Roache’s fourth plate appearance came in the bottom of the ninth with a runner on third and nobody out. Rather than mess with Roache, Charlotte decided to intentionally walk him, setting up Alfredo Rodriguez to come up with the game-winner. Roache only had three chances defensively in the game. He looked shaky going back on a ball in the first inning, and then had a couple of routine fly balls hit his way in the second and sixth.

July 13th – On Sunday, Roache was back in the five hole and again in left field in a late afternoon start. He went 1-for-4 with a home run and a pair of strikeouts.

In the bottom of the first, the Charlotte shift cost Roache a base hit as he grounded out to the second baseman who was shaded around towards short. In his next at bat, leading off the bottom of the third inning, Roache showed the ability to adjust to the shift, going the opposite way with a pitch. The position of the fielders proved irrelevant however, as Roache put a charge in to the pitch and blasted it out to right for a home run.

Roache struck out in his final two at bats.
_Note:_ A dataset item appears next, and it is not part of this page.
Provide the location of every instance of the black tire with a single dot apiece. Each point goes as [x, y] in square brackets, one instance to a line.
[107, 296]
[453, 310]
In the fifth, he went down swinging as he chased a two strike pitch, then in the seventh he was called out on a questionable strike three pitch. With the Manatees in command of a 7-1 lead, the umpire’s strike zone appeared to expand and Roache was rung up. It was a quiet day on defense as just one base hit found it’s way in to left field and Roache played it without any issue.

THE SCOUTING REPORT: Power, power, power. Roache has one plus tool and it’s his big-time power. He doesn’t hit for a high average. His defense is sketchy at best in left field. He’s not a speedster and his arm is below average. But his power bat can compensate for many of his other shortcomings if he can make more consistent contact. Roache isn’t a player who will ever hit .300, but if the home run numbers are there, a .250 average should play just fine. Early in his career, Roache has proven to be somewhat of a streaky hitter. Last year his slow start was chalked up to rust, but this year he’s alternated between bad months and good, and his home runs seem to come in bunches. Improved consistency will be key for Roache moving forward, as will his ability to use the whole field. Known as so much of a pull hitter that teams, even at the Single-A level, are starting to employ shifts against him, he will need to start taking the ball the other way or have to learn to deal with the extra fielder on the shortstop side of second base. Roache doesn’t get cheated on his swings very often and has the power to leave the yard even going to the opposite field so an improved approach shouldn’t cost him much if anything in the way of power. Defense is also a major question mark as Roache is already at one of the traditionally easier spots to play defensively, and seems to have his share of troubles in the field.

PROJECTION: Roache is still slightly younger than league average for the Florida State League, so he’s still young enough to develop and make adjustments in some of his areas of weakness. Getting out of the pitcher friendly Florida State League, and Brevard County specifically, should do nothing but help his power numbers. The average needs to come up some, of course, but I saw one ball that should have been a home run and I’d be willing to bet there have been more this summer. If those balls wind up in the seats instead of being caught on the warning track, it obviously helps not only Roache’s power numbers, but his average at the same time. Defensively, there is much work to be done. If he hits enough, I could see a shift to first base somewhere down the line, or perhaps a move to an American League team, but despite his sometimes shaky routes, Roache isn’t a major liability in left field either. A likely move to Double-A next season should go a long way towards showing what Roache’s true value as a prospect will be. If he continues to show similar streakiness and the average stays in the low .200’s that would be a pretty big red flag for the former first rounder. But if he handles the jump and some of the FSL flyouts turn in to home runs, Roache could shoot back up prospect lists due mainly to his impressive strength and home run potential.